Al día siguiente, Remus no apareció durante las clases de la primera mitad del día. Era algo completamente normal, ya que luego de la transformación, quedaba exhausto. Además, estaba obligado a tratar las heridas producidas por su condición. Después de dormir durante toda la mañana, se despertó para la hora del almuerzo, con las tripas rugiéndole y el corazón contento.
Atravesó las puertas de la enfermería con andar animoso, y se dirigió hacia la entrada del Gran Salón, donde los cientos de alumnos de todas las casas devoraban su comida con energía. Con el mismo paso ágil y una sonrisa extendiéndose cada vez más sobre el rostro, se abrió paso hacia la mesa de los leones, donde sus tres amigos lo esperaban guardándole un lugar.
Se sentó al lado de Sirius, en la silla vacía.
—¿Qué tal Historia de la Magia? —preguntó alegremente, comenzando a servirse alguno de los tantos platos que los elfos domésticos habían preparado con esmero.
James lo miró con pesadumbre, envidiándolo por haber podido faltar a ella.
—Tan divertida como siempre —respondió con notorio sarcasmo en la voz.
—Yo no sé cómo logré quedarme despierto —comentó Peter, entrecerrando los ojos con sueño.
—Al menos intentaste no dormirte —dijo James, y luego miró a Sirius—. Canuto ni siquiera se molestó en disimular sus ronquidos.
El aludido, que observaba distraídamente su tenedor con fijeza, con la mente muy lejos de ese lugar, pareció reaccionar ante la acusación. Fijó la vista en James, y luego la pasó a Remus, desorientado.
—Yo no fui —se escudó, sin saber de qué estaban hablando sus amigos. Ante aquello, el joven Potter y Lupin intercambiaron una mirada divertida, y luego se largaron a reír. Confundido, Sirius les observó, pasando la vista de uno a otro.
A diferencia de Lupin, los tres animagos no podían darse el lujo de faltar a las primeras clases luego de la luna llena. Tenían que volver a la habitación lo suficientemente temprano como para que los profesores y el resto de los alumnos no se percataran de su ausencia, y retomar el día sin haber pegado un ojo en toda la noche.
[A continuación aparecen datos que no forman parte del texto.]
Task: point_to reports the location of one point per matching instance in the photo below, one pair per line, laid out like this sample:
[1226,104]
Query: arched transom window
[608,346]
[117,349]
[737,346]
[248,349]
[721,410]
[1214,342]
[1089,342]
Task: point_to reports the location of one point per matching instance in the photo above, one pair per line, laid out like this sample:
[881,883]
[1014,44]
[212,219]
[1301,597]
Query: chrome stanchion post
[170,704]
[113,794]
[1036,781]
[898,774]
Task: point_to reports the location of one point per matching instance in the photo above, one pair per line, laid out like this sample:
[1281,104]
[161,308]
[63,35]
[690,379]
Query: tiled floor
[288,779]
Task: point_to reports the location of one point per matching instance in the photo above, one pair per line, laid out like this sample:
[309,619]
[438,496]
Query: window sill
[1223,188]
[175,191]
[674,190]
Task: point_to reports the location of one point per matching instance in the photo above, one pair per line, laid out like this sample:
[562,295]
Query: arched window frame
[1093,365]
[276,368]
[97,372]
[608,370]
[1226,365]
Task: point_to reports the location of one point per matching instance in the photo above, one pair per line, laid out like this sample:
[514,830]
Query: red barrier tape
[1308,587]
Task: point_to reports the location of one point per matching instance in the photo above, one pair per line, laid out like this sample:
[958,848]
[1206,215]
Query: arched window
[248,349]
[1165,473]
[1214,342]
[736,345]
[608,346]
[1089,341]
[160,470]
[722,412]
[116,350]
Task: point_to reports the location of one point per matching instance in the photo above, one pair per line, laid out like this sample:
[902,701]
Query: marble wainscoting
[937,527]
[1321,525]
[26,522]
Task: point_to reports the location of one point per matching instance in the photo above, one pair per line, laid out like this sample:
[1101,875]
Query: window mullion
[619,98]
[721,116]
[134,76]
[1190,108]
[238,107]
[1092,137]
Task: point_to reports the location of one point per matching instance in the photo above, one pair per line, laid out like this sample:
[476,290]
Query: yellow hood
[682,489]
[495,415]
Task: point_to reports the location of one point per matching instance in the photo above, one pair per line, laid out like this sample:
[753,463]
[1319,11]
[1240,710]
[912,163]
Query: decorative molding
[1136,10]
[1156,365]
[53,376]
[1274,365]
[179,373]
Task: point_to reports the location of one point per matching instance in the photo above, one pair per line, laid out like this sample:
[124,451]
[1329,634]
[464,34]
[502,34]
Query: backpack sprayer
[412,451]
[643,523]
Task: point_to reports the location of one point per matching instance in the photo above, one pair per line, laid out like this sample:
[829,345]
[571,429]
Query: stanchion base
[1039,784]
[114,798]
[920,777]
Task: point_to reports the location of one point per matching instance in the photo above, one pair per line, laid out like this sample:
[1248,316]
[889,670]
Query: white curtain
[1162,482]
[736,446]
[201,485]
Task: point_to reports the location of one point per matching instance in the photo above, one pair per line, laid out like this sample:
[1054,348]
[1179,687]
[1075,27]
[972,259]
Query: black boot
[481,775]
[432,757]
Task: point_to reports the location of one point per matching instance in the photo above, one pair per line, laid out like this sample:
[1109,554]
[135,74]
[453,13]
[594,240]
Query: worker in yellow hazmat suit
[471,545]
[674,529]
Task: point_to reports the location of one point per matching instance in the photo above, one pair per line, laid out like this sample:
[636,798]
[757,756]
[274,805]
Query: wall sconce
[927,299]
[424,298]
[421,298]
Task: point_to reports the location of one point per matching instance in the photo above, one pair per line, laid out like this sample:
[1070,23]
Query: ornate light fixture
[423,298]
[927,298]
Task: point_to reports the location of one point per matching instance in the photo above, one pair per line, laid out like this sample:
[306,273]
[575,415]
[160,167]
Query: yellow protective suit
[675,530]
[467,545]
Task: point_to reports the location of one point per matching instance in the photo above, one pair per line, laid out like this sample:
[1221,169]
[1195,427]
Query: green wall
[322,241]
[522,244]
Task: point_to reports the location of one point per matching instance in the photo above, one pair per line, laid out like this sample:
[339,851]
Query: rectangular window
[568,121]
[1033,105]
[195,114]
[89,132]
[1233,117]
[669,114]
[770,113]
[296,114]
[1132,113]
Pero aún teniendo en cuenta eso, sus apariencias no semejaban ni por asomo las profundas ojeras de Remus y la palidez característica que adquiría su piel durante los días que rodeaban "su fecha especial".
—¿Qué les pasa? —les espetó finalmente, con una nota de recelo e impaciencia en su voz, al ver que seguían riendo, ignorándolo. Aquello lo despertó un poco.
—Nada, nada… —con un gesto de la mano acompañado con una negación de la cabeza, Remus le quitó importancia al asunto, y luego se enjuagó los ojos. No había sido tan gracioso como para que pudiera llorar de la risa, pero en su interior había muchas emociones entremezcladas, haciendo que reaccionara de manera más sensible ante cualquier cosa, divertida o triste.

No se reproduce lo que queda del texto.